When Text Extender indexes and retrieves documents, it makes a linguistic analysis of the text. As you can see from the following table, the amount of linguistic processing depends on the index type. For Ngram indexes, no linguistic processing is applied.
The linguistic processing used for indexing documents consists of:
Recognizing terms (tokenization)
Normalizing terms to a standard form
Recognizing sentences
Table 1 shows a summary of how terms are indexed when the index type
is linguistic and no additional index properties have been
requested.
Table 1. Term extraction for a linguistic index
Document text | Term in index | Linguistic processing |
---|---|---|
Mouse Käfer |
mouse kaefer |
Basic text analysis (normalization) |
mice swum |
mouse swim | Reduction to base form |
system-based Wetterbericht |
system-based, system base wetterbericht, wetter bericht |
Decomposition |
a report on animals |
report animal | Stop-word filtering. Stop words are: a, on |
By comparison, Table 2 shows a summary of how terms are indexed when the index type
is precise.
Table 2. Term extraction for a precise index
Document text | Term in index | Linguistic processing |
---|---|---|
Mouse Käfer |
Mouse Käfer |
No normalization |
mice swum |
mice swum | No reduction to base form |
a report on animals |
report animals |
Stop-word filtering. Stop words are: a, on |
system-based Wetterbericht |
system-based Wetterbericht |
No decomposition |
Text Extender processes basic text analysis without using an electronic dictionary.

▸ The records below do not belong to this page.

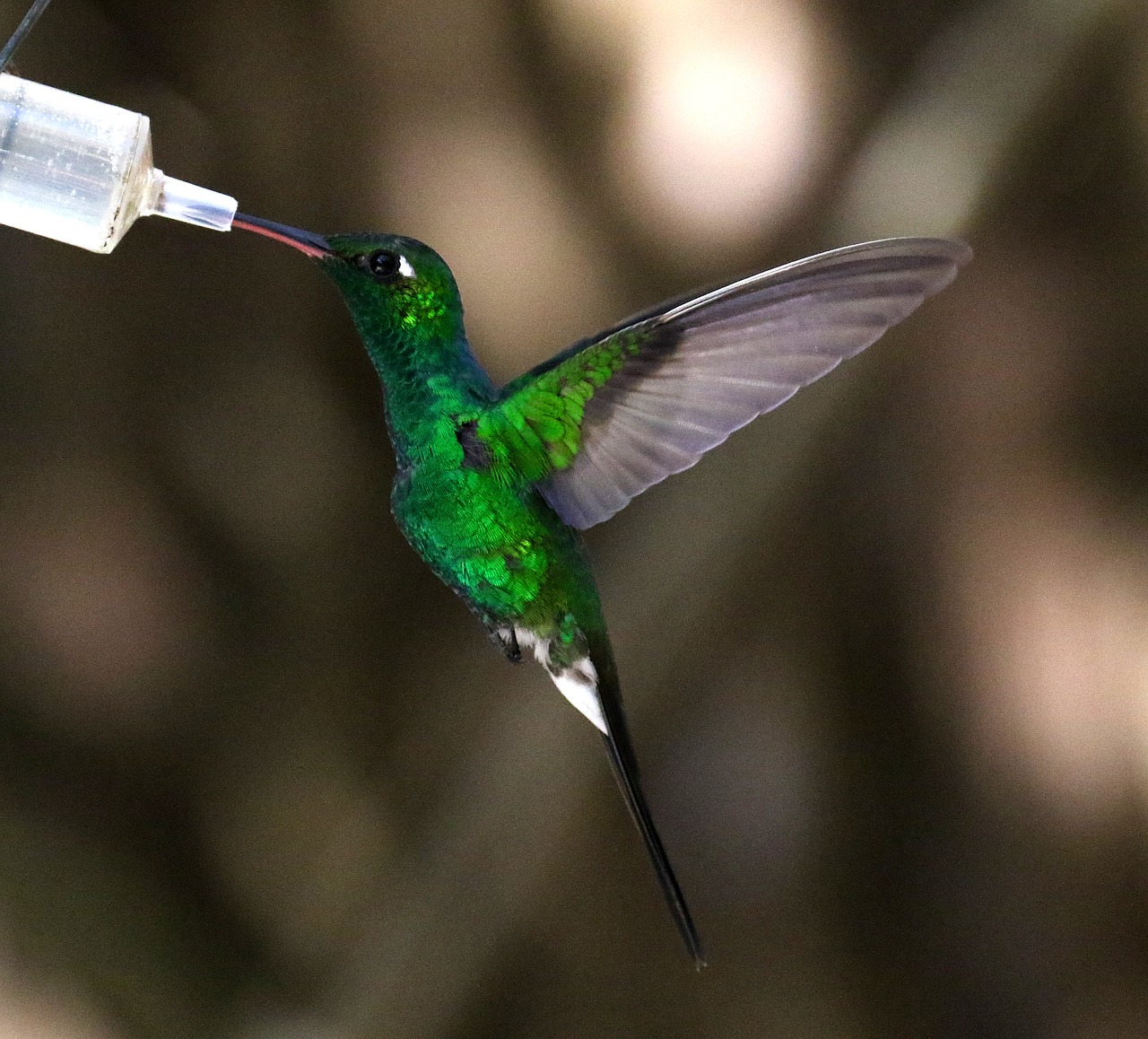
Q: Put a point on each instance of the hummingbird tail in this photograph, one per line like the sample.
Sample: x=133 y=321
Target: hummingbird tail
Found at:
x=623 y=763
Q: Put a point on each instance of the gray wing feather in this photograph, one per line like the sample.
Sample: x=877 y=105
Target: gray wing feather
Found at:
x=734 y=354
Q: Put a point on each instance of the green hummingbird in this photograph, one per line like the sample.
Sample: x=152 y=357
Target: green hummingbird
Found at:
x=492 y=485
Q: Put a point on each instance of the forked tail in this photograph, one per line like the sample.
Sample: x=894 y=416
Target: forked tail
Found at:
x=623 y=761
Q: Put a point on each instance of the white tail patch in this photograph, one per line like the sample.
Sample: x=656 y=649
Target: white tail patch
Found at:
x=578 y=683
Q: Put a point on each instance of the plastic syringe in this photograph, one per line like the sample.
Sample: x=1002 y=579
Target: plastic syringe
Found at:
x=81 y=171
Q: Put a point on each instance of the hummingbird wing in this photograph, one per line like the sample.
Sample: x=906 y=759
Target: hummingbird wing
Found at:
x=615 y=414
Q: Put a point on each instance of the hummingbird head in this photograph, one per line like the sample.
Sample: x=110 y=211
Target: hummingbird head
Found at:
x=395 y=286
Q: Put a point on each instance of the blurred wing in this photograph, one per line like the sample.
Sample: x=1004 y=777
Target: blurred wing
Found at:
x=618 y=414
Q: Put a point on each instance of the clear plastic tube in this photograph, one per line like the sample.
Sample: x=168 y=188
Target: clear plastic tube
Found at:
x=81 y=171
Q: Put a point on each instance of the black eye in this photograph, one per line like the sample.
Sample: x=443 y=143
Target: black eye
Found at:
x=382 y=264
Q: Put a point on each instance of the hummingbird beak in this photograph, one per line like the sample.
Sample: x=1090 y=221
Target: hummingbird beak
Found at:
x=312 y=245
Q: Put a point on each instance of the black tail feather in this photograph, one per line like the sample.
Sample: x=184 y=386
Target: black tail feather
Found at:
x=624 y=764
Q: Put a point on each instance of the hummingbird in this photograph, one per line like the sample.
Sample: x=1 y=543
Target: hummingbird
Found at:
x=492 y=485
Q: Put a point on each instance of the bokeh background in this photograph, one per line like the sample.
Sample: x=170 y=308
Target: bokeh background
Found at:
x=885 y=651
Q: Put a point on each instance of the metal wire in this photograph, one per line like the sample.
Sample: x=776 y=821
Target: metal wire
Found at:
x=23 y=29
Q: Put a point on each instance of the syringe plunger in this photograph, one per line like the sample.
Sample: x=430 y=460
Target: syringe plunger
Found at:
x=81 y=171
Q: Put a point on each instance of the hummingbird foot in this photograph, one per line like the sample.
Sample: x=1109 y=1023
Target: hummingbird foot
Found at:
x=508 y=642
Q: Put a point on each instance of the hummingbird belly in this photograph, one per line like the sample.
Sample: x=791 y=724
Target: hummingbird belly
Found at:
x=488 y=541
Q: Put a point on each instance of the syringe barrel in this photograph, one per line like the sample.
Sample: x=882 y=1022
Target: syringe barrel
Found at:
x=81 y=171
x=72 y=169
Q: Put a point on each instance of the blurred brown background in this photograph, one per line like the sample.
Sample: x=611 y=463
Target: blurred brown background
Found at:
x=885 y=651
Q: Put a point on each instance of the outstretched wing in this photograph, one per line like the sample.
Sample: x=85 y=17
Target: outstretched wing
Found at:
x=614 y=415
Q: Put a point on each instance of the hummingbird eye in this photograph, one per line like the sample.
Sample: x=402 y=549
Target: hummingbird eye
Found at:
x=382 y=264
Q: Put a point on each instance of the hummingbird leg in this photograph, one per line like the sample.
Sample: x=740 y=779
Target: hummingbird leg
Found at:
x=508 y=642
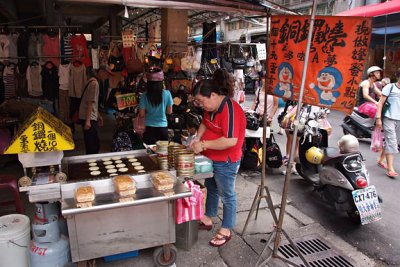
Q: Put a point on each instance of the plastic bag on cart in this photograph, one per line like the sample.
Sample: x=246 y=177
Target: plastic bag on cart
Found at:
x=377 y=140
x=190 y=208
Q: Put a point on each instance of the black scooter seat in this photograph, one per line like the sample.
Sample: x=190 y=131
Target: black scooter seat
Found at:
x=331 y=153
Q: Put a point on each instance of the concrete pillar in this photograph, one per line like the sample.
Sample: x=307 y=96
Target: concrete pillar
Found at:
x=174 y=28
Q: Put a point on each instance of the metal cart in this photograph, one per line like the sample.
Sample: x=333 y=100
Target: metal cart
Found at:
x=109 y=226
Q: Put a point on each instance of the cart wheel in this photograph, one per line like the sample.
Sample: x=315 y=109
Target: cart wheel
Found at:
x=24 y=181
x=61 y=177
x=159 y=259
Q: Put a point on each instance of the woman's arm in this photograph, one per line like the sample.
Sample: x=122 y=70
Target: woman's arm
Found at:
x=221 y=143
x=379 y=107
x=169 y=110
x=366 y=95
x=274 y=107
x=142 y=113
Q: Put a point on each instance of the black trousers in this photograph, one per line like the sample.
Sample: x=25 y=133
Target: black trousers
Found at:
x=91 y=138
x=154 y=134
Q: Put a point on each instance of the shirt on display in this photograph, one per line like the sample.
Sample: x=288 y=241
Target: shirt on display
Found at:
x=79 y=48
x=63 y=74
x=51 y=47
x=10 y=82
x=50 y=81
x=34 y=80
x=77 y=80
x=4 y=47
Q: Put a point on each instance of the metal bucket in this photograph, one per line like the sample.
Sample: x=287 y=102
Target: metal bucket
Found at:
x=185 y=164
x=162 y=160
x=171 y=152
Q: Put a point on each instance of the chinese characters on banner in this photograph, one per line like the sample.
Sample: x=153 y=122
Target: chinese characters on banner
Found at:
x=336 y=62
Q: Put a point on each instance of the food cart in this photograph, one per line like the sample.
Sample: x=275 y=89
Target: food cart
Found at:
x=109 y=226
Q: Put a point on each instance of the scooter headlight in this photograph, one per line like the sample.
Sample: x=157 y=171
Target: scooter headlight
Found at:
x=353 y=163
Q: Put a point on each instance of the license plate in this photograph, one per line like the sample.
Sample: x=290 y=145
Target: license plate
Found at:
x=367 y=203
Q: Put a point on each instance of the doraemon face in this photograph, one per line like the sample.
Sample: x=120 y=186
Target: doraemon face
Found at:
x=285 y=75
x=326 y=81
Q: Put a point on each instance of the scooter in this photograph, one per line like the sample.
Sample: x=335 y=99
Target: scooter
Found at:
x=339 y=177
x=358 y=124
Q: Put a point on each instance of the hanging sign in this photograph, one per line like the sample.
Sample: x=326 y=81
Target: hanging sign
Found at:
x=128 y=38
x=261 y=52
x=126 y=100
x=41 y=132
x=336 y=62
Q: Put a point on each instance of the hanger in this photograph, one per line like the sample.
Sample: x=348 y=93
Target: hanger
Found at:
x=77 y=63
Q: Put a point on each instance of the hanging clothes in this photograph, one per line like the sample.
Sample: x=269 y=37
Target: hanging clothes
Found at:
x=13 y=37
x=50 y=83
x=34 y=80
x=63 y=98
x=95 y=58
x=51 y=47
x=4 y=47
x=66 y=49
x=77 y=80
x=10 y=82
x=79 y=47
x=209 y=45
x=1 y=83
x=22 y=83
x=22 y=50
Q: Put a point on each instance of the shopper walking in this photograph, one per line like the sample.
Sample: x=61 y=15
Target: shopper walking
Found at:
x=220 y=138
x=89 y=108
x=369 y=93
x=154 y=104
x=390 y=122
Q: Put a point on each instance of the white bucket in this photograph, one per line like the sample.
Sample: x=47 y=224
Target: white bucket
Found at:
x=14 y=240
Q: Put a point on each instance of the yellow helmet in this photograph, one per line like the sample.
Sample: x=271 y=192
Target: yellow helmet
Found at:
x=314 y=155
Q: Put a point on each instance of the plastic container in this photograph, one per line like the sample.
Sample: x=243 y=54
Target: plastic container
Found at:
x=14 y=240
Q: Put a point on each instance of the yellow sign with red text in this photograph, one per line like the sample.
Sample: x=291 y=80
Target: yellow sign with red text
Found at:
x=41 y=132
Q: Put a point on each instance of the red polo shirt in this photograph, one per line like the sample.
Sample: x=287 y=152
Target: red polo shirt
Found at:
x=230 y=122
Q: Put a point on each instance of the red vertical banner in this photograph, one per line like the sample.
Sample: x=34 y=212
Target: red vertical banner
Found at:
x=336 y=62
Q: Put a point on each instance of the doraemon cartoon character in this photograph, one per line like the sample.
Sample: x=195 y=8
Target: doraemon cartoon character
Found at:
x=284 y=87
x=328 y=81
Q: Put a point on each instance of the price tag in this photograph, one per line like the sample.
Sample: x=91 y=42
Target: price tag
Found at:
x=126 y=101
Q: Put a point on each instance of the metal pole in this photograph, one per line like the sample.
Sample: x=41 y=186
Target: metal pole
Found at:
x=293 y=148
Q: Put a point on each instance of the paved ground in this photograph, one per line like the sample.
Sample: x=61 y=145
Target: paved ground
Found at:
x=242 y=250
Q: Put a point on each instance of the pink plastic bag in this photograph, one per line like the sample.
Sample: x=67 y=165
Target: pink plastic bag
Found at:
x=190 y=208
x=377 y=140
x=368 y=109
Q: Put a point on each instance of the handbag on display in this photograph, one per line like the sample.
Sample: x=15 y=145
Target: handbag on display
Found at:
x=189 y=62
x=239 y=62
x=273 y=153
x=134 y=65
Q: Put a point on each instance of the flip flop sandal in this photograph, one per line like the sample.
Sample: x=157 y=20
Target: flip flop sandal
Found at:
x=220 y=237
x=203 y=226
x=381 y=164
x=392 y=174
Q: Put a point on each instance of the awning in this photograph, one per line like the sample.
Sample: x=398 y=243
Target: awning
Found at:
x=374 y=10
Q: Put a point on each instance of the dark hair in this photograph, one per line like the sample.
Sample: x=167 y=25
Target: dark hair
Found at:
x=154 y=92
x=193 y=121
x=225 y=81
x=208 y=86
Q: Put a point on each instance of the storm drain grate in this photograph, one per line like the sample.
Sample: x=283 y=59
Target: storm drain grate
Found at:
x=316 y=251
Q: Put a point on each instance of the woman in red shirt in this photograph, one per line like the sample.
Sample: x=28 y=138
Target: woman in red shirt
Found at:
x=220 y=138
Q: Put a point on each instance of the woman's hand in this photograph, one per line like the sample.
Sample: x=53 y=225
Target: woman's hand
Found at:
x=378 y=123
x=196 y=146
x=87 y=125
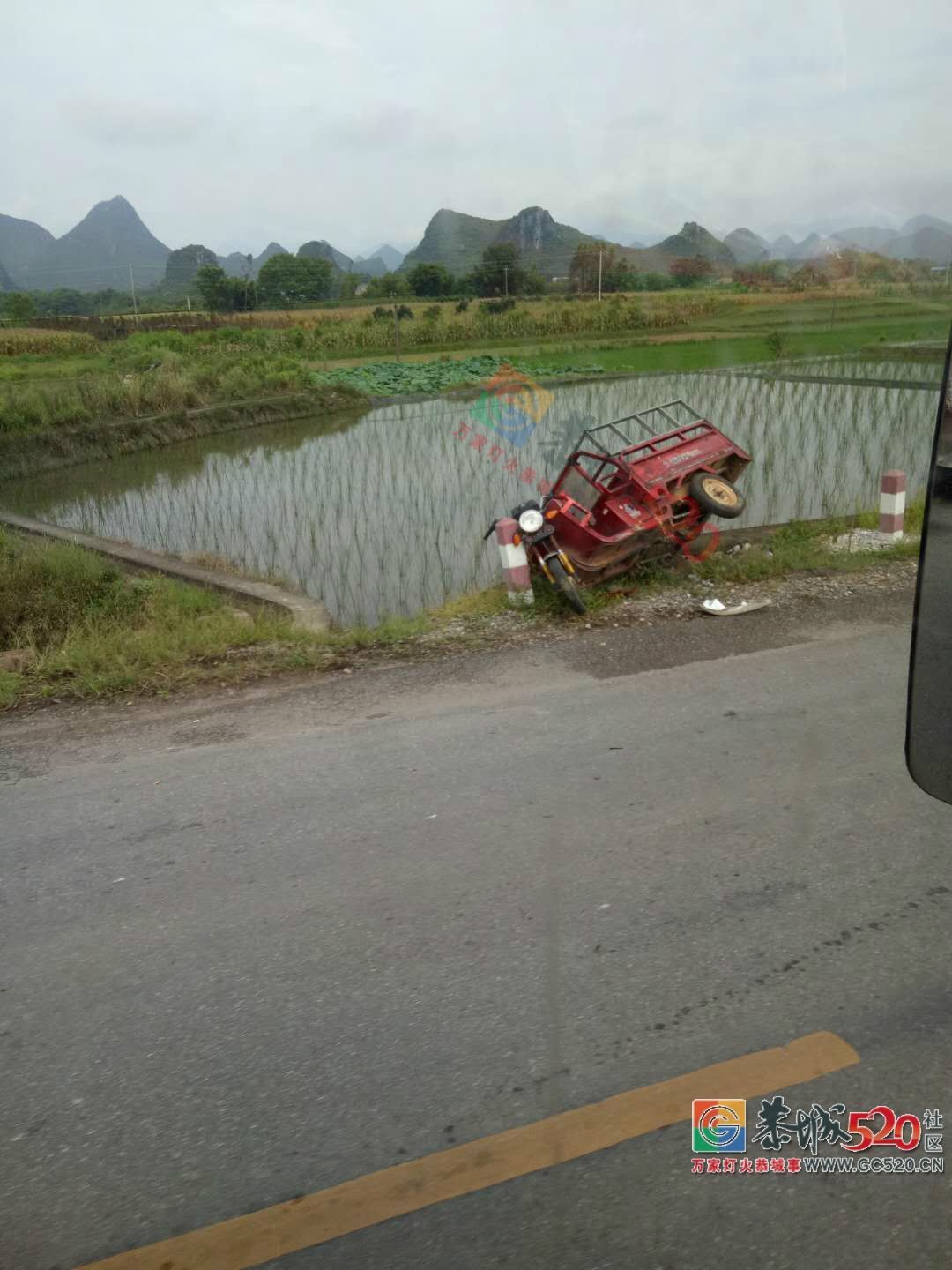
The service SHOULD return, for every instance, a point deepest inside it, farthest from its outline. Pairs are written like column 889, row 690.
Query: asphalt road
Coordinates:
column 257, row 945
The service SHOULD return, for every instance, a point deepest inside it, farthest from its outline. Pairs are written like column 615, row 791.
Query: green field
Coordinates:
column 68, row 383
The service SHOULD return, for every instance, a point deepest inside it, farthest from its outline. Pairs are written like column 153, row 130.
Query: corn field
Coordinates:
column 383, row 513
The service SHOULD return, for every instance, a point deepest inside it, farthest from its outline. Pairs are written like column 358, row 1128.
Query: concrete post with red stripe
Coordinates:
column 516, row 563
column 893, row 503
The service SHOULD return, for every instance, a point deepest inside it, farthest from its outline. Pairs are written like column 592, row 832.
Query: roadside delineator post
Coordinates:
column 516, row 563
column 893, row 503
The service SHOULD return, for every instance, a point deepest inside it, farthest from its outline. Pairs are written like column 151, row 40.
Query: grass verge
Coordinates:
column 74, row 628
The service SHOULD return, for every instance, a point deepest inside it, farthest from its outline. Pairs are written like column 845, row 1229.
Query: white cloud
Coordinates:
column 240, row 121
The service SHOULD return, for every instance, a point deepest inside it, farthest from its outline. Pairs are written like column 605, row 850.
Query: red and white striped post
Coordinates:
column 516, row 563
column 893, row 503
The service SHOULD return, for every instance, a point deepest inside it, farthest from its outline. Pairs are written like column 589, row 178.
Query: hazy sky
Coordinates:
column 233, row 122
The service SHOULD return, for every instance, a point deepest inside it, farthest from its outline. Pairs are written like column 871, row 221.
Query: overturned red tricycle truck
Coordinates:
column 619, row 502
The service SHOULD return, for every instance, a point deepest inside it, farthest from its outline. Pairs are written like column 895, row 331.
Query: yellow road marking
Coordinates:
column 301, row 1223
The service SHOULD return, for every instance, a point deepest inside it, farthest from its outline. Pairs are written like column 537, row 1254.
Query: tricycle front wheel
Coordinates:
column 566, row 585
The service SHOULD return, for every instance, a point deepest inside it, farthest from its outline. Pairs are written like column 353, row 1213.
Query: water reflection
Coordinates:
column 383, row 512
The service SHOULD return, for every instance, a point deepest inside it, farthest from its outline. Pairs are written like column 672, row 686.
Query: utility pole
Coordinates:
column 132, row 286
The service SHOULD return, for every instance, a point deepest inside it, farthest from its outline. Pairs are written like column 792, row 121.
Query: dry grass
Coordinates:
column 16, row 340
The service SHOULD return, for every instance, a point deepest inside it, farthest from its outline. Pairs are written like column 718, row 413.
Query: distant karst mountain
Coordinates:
column 926, row 243
column 925, row 222
column 387, row 254
column 458, row 240
column 320, row 249
column 693, row 240
column 20, row 243
column 814, row 248
column 866, row 238
column 98, row 251
column 184, row 263
column 747, row 247
column 375, row 265
column 271, row 249
column 782, row 247
column 238, row 265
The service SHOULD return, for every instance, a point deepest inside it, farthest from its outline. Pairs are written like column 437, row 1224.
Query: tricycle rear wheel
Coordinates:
column 566, row 585
column 716, row 496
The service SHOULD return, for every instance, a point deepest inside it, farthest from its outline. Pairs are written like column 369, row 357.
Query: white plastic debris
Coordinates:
column 718, row 609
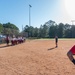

When documents are indexed, terms are recognized even when they contain nonalphanumeric characters, for example: "$14,225.23", "mother-in-law", and "10/22/90".
The following are regarded as part of a term:
Accents
Currency signs
Number separator characters (like "/" or ".")
The "@" character in e-mail addresses (English only)
The "+" sign.
Language-specific rules are also used to recognize terms containing:
Normalizing reduces mixed-case terms, and terms containing accented or special characters, to a standard form. This is done by default when the index type is linguistic, or when a dual index is used with the search parameter STEMMED FORM OF. (In a precise index the case of letters is left unchanged--searches are case-sensitive.)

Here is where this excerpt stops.